Your child arrangements aren't working
You should try and speak to your ex-partner if the child arrangements you’ve agreed aren’t working - for example, if you’re not seeing your children as much as you want.
You might be able to make changes, using mediation if you need to, and avoid spending money on going to court. Court can be stressful for everyone, especially children.
If your children are over 16, you should try and work out arrangements yourselves. A court won’t usually make decisions about a child who's 16 or older.
If you still can’t agree and your children are under 16, you can go to court to sort out arrangements that you’ll both have to stick to.
If your partner makes you feel anxious or threatened, you should get help.
Men's Advice Line is a charity that helps men suffering domestic abuse. You can call their helpline on 0808 801 0327 between 9am to 5pm, Monday to Friday.
If you’re unsure about what to do next, contact your nearest Citizens Advice.
Change your original agreement
Before you get anyone else involved, it’s worth talking about what’s not working.
Look back at what you originally agreed. Try to make some changes to the things that aren't working.
For example, you could:
- change when and where you see your children
- get someone you trust involved, such as a grandparent or a friend you both know, to help arrange when and where you see your children
The Ministry of Justice has a guide to sorting out child arrangements that might help if you and your ex-partner are struggling to make your agreement work.
If you can’t speak to your ex-partner
If you’re really struggling to speak to your ex-partner and resolve what’s not working, it’s a good idea to start keeping a diary.
Write down any time your ex-partner hasn’t stuck to the agreements - for example, if they keep bringing your children home later than promised without a good reason.
This will be useful if you do need to go to court, because it will show why the arrangement hasn't worked.
Relate has advice on negotiating with your ex-partner if they won't let you see the children.
Go to mediation
You should try mediation before going to court - it can be cheaper and usually quicker. You can check if you’re eligible for legal aid on GOV.UK.
You’ll speak to a ‘mediator’, who will try and help you agree on how to work out your arrangements between yourselves.
You don’t have to go to mediation, but you should at least start it if you think you might go to court later. If you go to court you’ll need to prove you went to an introductory meeting called a ‘mediation information and assessment meeting’ (MIAM). At the introductory meeting you’ll find out what mediation is and how it can help you.
There are exceptions when you don’t have to go to a MIAM first - for example, if you’ve suffered domestic abuse.
If you decide to go to court
You’ll usually need to have done everything you can to make your arrangements work.
You’ll have to tell the court what your original agreements were and why they didn’t work. You’ll also need to tell them what new arrangements you think will work.
You can go straight to court if you've experienced domestic violence. You can usually get help to pay for a solicitor - check on GOV.UK.
If you're on a low income, you might get help with court fees.

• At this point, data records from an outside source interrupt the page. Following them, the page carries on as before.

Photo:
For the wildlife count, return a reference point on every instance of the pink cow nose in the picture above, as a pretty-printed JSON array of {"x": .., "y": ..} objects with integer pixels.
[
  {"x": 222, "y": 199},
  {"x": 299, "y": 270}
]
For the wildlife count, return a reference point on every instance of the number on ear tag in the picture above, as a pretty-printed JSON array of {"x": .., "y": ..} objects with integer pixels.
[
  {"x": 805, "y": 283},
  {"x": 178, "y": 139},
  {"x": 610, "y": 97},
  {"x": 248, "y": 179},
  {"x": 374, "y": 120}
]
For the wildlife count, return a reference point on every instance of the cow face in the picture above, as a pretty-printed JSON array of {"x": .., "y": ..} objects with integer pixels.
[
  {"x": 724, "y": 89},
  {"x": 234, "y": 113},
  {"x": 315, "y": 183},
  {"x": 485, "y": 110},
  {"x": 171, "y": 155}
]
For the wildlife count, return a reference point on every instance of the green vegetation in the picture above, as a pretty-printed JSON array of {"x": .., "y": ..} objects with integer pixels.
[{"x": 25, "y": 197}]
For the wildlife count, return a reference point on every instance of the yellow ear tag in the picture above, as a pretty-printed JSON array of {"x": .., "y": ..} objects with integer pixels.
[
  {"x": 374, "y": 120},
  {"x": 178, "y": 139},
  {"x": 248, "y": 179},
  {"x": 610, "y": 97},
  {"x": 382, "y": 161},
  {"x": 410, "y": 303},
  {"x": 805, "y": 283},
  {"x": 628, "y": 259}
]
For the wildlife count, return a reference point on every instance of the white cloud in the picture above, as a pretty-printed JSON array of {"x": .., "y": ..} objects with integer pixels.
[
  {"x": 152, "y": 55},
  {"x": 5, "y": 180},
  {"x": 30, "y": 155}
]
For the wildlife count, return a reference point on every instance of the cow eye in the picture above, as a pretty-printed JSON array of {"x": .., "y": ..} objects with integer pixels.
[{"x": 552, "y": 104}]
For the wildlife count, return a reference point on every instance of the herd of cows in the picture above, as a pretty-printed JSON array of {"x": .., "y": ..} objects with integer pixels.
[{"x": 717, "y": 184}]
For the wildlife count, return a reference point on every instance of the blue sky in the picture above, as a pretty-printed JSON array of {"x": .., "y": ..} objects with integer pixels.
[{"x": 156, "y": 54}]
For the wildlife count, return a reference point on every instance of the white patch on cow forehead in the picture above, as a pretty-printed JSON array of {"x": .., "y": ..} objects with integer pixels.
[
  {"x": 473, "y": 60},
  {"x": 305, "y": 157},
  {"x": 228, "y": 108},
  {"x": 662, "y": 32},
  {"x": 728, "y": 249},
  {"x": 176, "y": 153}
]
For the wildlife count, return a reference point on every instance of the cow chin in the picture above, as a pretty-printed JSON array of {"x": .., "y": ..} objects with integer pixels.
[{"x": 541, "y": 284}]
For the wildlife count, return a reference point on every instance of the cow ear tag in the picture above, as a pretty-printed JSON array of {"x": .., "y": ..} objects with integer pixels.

You can ask the court for a ‘child arrangements order’, which can say:
- who your children live with and where
- when and how your children will see both parents
- who else your children will see, for example family friends and relatives
The court's decision will be based on what they think is best for the child. This is different for every family but the court will usually try to make sure that children see both parents - unless there's a risk of violence or abuse.
It’s best to get legal help if you go to court. Contact your nearest Citizens Advice for help finding a solicitor.
You can apply to the court for the arrangements order by following the steps on GOV.UK.
You’ll have to appear in court. You can ask to appear in a different room in court from your ex-partner.
You can ask to appear in a different room in court from your ex-partner if you’ve experienced domestic abuse or have another reason to be apart.
Before the hearing, someone will contact you and your ex-partner from an organisation called the Children and Family Court Advisory and Support Service (Cafcass). Cafcass work with families and the court to help decide what should happen in cases that involve children. The person from Cafcass will also speak to your children before the hearing. You can find out more about what Cafcass do on their website.
The court will decide your new arrangements - you’ll have to stick to them, even if you don’t agree with them.